MOVE OVER, INFINITY TUBS AND WARMING drawers. Elevators are fast becoming the new status symbol in residential design. In a recent NAHB survey, 7 percent of homeowners rated elevators as an “essential” or “must have” feature. ThyssenKrupp Access, which boasts the top-selling home elevator in the United States, says that sales of its LEV model have increased 150 percent in the past two years. Otis Elevator Co., which manufactures for both residential and commercial sectors, is logging annual sales increases of 12 percent to 15 percent for detached homes and condos in the United States, compared with 3 percent to 5 percent for offices and multifamily buildings.
Why the frenzy? The direction home building has taken may have something to do with it. While residential square footages have increased 21 percent over the past 15 years, lot sizes have dropped 10 percent. This big squeeze has sent construction vertical. Multistory dwellings accounted for just 17 percent of single-family homes in 1971, whereas today they account for 52 percent of the pie, according to the NAHB.

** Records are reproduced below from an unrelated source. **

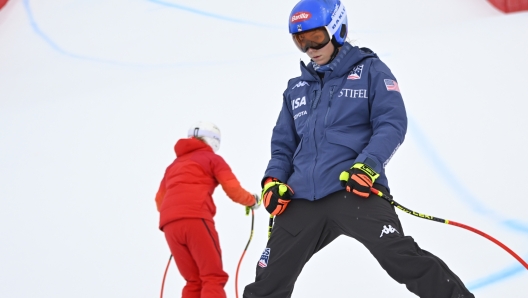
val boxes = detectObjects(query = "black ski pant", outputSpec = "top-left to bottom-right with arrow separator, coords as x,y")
243,185 -> 474,298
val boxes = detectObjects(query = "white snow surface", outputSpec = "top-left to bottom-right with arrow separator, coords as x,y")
0,0 -> 528,298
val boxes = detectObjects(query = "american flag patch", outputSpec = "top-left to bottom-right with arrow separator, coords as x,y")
383,79 -> 400,92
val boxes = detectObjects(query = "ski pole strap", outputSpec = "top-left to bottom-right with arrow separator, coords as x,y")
370,187 -> 449,224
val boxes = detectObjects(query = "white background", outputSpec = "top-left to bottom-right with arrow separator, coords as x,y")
0,0 -> 528,298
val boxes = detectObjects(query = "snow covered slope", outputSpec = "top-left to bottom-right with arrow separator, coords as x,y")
0,0 -> 528,298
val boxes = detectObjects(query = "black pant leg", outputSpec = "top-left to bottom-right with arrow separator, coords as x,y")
243,200 -> 338,298
339,189 -> 474,298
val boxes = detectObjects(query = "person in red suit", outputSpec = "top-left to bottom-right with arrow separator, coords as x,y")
155,122 -> 260,298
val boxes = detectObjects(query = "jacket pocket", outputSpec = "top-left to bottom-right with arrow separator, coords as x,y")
326,130 -> 370,155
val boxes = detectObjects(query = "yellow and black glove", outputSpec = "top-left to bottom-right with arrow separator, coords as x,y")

Big builders now offering elevator options in new homes include Centex, Pulte, Toll Brothers, and John Wieland Homes. When D.R. Horton kicks off sales later this year at Fountain Park, an age-targeted community in Lake Mary, Fla., elevators will come standard in each of the community's 570 homes.
But boomers aren't the only ones who want a lift; 68 percent of those who rated elevators as “essential” in the NAHB study were under 55. And there's reason to believe these mega-appliances carry a prestige factor along with their cargo. Case in point: Thyssen-Krupp recently accommodated an extra-tall order for an NBA player: a custom job wired for sound and outfitted with a plasma screen. Says Jim Quinly, general manager of the company's residential elevator division: “He wanted to make sure he never missed a play.”